Performance optimization

nanoGPT is optimized for maximum training efficiency. This guide covers key performance optimizations you can leverage to speed up your training runs.

PyTorch 2.0 compile

The torch.compile() feature in PyTorch 2.0 provides significant speedups with a single line of code.

Enable compile mode

By default, nanoGPT uses PyTorch 2.0’s compile feature. In train.py:74, the compile flag is set to True:

python train.py --compile=True

PyTorch compile can reduce iteration time from ~250ms to ~135ms, nearly a 2x speedup.
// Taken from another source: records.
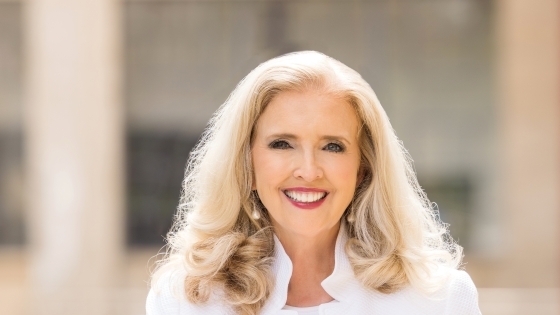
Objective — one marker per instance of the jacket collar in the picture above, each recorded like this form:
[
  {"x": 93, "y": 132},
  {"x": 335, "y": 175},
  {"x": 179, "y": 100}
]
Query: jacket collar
[{"x": 339, "y": 284}]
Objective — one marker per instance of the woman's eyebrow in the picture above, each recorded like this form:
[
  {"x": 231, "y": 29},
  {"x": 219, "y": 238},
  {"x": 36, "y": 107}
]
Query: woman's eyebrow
[
  {"x": 283, "y": 136},
  {"x": 336, "y": 138},
  {"x": 290, "y": 136}
]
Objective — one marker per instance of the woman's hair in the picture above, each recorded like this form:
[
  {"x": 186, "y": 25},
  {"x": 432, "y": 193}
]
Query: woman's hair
[{"x": 396, "y": 239}]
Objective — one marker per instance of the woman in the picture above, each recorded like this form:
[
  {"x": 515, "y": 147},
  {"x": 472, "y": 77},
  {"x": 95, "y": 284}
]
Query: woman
[{"x": 299, "y": 199}]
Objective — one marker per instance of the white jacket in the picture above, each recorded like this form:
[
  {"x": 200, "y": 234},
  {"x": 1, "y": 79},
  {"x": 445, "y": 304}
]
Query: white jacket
[{"x": 458, "y": 297}]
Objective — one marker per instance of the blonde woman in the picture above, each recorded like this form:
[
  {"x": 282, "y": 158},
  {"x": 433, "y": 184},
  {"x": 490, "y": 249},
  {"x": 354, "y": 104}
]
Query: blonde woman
[{"x": 300, "y": 199}]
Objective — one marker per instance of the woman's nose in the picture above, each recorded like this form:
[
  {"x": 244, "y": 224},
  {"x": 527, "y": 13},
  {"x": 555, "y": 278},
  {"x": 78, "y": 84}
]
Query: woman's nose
[{"x": 308, "y": 169}]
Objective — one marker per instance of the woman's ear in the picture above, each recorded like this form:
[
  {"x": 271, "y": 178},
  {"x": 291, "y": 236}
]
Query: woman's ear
[{"x": 361, "y": 176}]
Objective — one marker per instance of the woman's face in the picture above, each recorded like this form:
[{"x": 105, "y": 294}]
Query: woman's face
[{"x": 306, "y": 160}]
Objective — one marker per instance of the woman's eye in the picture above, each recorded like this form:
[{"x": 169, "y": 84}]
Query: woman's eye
[
  {"x": 280, "y": 144},
  {"x": 334, "y": 147}
]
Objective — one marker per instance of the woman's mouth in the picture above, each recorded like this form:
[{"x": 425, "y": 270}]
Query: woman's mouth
[{"x": 305, "y": 198}]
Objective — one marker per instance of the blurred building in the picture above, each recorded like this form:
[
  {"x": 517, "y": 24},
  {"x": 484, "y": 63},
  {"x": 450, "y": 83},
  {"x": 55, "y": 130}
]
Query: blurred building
[{"x": 102, "y": 100}]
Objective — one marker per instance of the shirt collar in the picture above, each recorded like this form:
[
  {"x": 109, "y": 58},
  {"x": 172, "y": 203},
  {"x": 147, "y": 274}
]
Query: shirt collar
[{"x": 338, "y": 285}]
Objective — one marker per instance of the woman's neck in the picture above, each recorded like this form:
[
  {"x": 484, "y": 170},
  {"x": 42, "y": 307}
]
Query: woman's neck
[{"x": 312, "y": 260}]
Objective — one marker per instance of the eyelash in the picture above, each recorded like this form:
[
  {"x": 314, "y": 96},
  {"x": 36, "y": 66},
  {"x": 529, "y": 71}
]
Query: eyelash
[{"x": 284, "y": 145}]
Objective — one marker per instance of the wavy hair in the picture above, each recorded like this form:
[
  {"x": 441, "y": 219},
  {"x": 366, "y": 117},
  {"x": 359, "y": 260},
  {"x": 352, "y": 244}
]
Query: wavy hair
[{"x": 396, "y": 238}]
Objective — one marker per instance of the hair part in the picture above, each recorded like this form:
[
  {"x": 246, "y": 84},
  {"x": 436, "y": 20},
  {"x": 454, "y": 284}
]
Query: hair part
[{"x": 396, "y": 240}]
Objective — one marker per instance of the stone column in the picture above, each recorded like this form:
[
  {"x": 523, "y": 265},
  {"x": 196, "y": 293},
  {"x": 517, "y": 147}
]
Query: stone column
[
  {"x": 74, "y": 142},
  {"x": 528, "y": 50}
]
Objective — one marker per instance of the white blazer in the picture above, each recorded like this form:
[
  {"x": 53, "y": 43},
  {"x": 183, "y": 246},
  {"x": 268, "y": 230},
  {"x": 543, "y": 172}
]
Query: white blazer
[{"x": 458, "y": 297}]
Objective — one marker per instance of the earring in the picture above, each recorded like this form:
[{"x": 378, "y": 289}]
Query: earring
[
  {"x": 256, "y": 213},
  {"x": 351, "y": 217}
]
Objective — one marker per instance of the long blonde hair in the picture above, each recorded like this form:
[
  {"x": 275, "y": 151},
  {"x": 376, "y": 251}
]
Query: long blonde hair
[{"x": 396, "y": 239}]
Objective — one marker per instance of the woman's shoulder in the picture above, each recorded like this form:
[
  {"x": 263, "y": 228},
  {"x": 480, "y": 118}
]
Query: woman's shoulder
[
  {"x": 462, "y": 296},
  {"x": 167, "y": 297}
]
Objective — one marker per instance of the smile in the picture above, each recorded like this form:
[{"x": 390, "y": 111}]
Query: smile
[{"x": 306, "y": 198}]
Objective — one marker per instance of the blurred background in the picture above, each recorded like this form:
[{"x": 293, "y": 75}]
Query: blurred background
[{"x": 102, "y": 100}]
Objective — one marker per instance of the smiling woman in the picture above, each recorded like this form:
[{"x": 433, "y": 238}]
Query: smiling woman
[{"x": 300, "y": 199}]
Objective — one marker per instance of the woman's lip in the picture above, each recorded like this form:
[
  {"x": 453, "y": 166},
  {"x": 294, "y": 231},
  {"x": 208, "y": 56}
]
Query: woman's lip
[
  {"x": 307, "y": 205},
  {"x": 305, "y": 189}
]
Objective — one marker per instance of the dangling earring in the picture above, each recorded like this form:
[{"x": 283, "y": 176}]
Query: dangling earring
[
  {"x": 255, "y": 214},
  {"x": 351, "y": 217}
]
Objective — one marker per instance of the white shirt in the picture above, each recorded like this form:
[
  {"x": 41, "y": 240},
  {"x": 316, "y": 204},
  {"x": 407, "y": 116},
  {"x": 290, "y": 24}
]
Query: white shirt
[{"x": 458, "y": 297}]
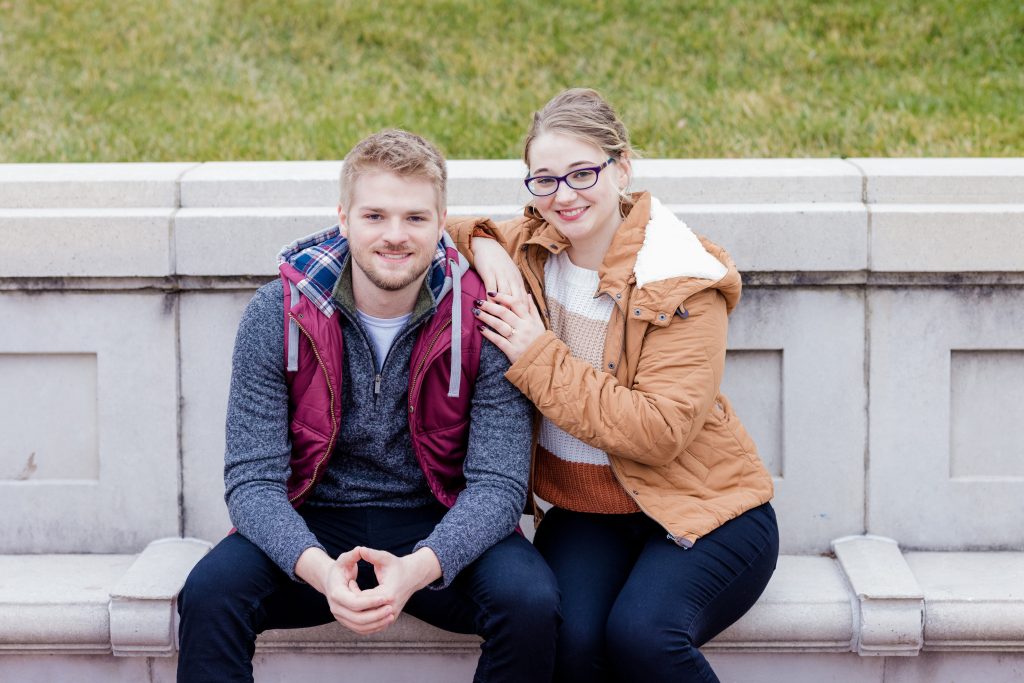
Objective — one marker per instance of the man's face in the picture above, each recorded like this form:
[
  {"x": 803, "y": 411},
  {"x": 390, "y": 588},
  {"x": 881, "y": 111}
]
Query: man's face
[{"x": 392, "y": 228}]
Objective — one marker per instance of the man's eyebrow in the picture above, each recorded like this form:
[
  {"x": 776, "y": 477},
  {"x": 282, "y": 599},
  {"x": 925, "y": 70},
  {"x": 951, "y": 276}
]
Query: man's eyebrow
[
  {"x": 570, "y": 166},
  {"x": 410, "y": 212}
]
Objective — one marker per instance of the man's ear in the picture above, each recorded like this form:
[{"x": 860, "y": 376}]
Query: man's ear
[{"x": 341, "y": 221}]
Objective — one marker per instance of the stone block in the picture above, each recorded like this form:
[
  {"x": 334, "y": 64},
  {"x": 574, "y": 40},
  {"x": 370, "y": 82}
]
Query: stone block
[
  {"x": 120, "y": 487},
  {"x": 95, "y": 243},
  {"x": 422, "y": 668},
  {"x": 947, "y": 238},
  {"x": 973, "y": 601},
  {"x": 90, "y": 185},
  {"x": 943, "y": 180},
  {"x": 935, "y": 482},
  {"x": 891, "y": 603},
  {"x": 209, "y": 322},
  {"x": 143, "y": 601},
  {"x": 78, "y": 668},
  {"x": 749, "y": 180},
  {"x": 754, "y": 380},
  {"x": 307, "y": 183},
  {"x": 242, "y": 242},
  {"x": 69, "y": 383},
  {"x": 407, "y": 635},
  {"x": 956, "y": 667},
  {"x": 797, "y": 668},
  {"x": 51, "y": 604},
  {"x": 817, "y": 337},
  {"x": 806, "y": 607},
  {"x": 488, "y": 183},
  {"x": 980, "y": 444},
  {"x": 784, "y": 237}
]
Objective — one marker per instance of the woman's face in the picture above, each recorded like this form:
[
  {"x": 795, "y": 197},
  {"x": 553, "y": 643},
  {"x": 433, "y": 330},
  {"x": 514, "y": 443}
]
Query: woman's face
[{"x": 582, "y": 215}]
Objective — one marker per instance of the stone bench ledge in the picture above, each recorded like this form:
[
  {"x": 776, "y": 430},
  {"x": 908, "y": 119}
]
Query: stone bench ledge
[
  {"x": 869, "y": 599},
  {"x": 57, "y": 604},
  {"x": 974, "y": 601}
]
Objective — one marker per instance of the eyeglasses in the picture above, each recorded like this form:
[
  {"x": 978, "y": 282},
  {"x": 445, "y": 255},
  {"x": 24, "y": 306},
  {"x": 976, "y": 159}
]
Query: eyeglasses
[{"x": 580, "y": 178}]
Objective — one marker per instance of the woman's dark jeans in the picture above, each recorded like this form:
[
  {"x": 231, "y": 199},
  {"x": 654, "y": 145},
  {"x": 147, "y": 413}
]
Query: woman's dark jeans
[
  {"x": 507, "y": 596},
  {"x": 635, "y": 606}
]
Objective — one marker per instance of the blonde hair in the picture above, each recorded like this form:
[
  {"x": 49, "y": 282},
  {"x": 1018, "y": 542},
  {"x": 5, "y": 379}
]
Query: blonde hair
[
  {"x": 584, "y": 114},
  {"x": 398, "y": 152}
]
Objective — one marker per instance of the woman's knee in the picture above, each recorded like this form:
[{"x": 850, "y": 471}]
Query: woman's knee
[{"x": 636, "y": 639}]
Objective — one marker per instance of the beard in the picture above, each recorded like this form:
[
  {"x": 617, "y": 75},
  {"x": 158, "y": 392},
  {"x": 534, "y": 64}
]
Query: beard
[{"x": 396, "y": 280}]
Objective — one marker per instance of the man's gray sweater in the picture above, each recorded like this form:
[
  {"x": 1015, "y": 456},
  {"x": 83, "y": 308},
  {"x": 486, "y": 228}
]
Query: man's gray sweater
[{"x": 373, "y": 464}]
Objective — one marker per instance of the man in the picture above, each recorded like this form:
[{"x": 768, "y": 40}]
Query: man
[{"x": 376, "y": 458}]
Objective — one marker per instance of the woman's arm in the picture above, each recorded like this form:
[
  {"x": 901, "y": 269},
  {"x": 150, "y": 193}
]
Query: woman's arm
[
  {"x": 486, "y": 245},
  {"x": 655, "y": 419}
]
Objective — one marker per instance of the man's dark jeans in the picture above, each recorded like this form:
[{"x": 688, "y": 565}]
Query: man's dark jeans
[{"x": 508, "y": 596}]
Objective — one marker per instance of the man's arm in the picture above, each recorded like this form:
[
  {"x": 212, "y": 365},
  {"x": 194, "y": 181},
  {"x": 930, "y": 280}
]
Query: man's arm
[
  {"x": 497, "y": 468},
  {"x": 257, "y": 447}
]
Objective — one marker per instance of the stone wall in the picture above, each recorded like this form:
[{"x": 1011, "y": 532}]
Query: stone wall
[{"x": 877, "y": 357}]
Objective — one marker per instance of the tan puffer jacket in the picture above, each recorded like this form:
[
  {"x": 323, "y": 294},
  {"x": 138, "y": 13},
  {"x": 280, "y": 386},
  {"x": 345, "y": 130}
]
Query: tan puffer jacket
[{"x": 673, "y": 439}]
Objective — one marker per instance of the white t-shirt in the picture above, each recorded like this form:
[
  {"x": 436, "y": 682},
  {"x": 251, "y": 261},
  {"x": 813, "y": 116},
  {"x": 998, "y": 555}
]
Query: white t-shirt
[{"x": 382, "y": 332}]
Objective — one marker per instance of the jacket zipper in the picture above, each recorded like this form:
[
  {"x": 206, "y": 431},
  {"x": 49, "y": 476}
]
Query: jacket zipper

The compilation happens at train.py:205-208:

if compile:
    print("compiling the model... (takes a ~minute)")
    unoptimized_model = model
    model = torch.compile(model) # requires PyTorch 2.0

Disable compile mode

On some platforms (like Windows) or older PyTorch versions, compile may not be available:

python train.py --compile=False

Disabling compile will slow down training but ensures compatibility on all platforms.

Flash Attention

Flash Attention uses optimized CUDA kernels for dramatically faster attention computation.

Automatic detection

The model automatically detects Flash Attention support in model.py:44-50:

# flash attention make GPU go brrrrr but support is only in PyTorch >= 2.0
self.flash = hasattr(torch.nn.functional, 'scaled_dot_product_attention')
if not self.flash:
    print("WARNING: using slow attention. Flash Attention requires PyTorch >= 2.0")
    # causal mask to ensure that attention is only applied to the left in the input sequence
    self.register_buffer("bias", torch.tril(torch.ones(config.block_size, config.block_size))
                                .view(1, 1, config.block_size, config.block_size))

Flash vs. standard attention

When Flash Attention is available (model.py:62-64):

if self.flash:
    # efficient attention using Flash Attention CUDA kernels
    y = torch.nn.functional.scaled_dot_product_attention(q, k, v, attn_mask=None, dropout_p=self.dropout if self.training else 0, is_causal=True)

Otherwise, the manual attention implementation is used (model.py:65-71):

else:
    # manual implementation of attention
    att = (q @ k.transpose(-2, -1)) * (1.0 / math.sqrt(k.size(-1)))
    att = att.masked_fill(self.bias[:,:,:T,:T] == 0, float('-inf'))
    att = F.softmax(att, dim=-1)
    att = self.attn_dropout(att)
    y = att @ v # (B, nh, T, T) x (B, nh, T, hs) -> (B, nh, T, hs)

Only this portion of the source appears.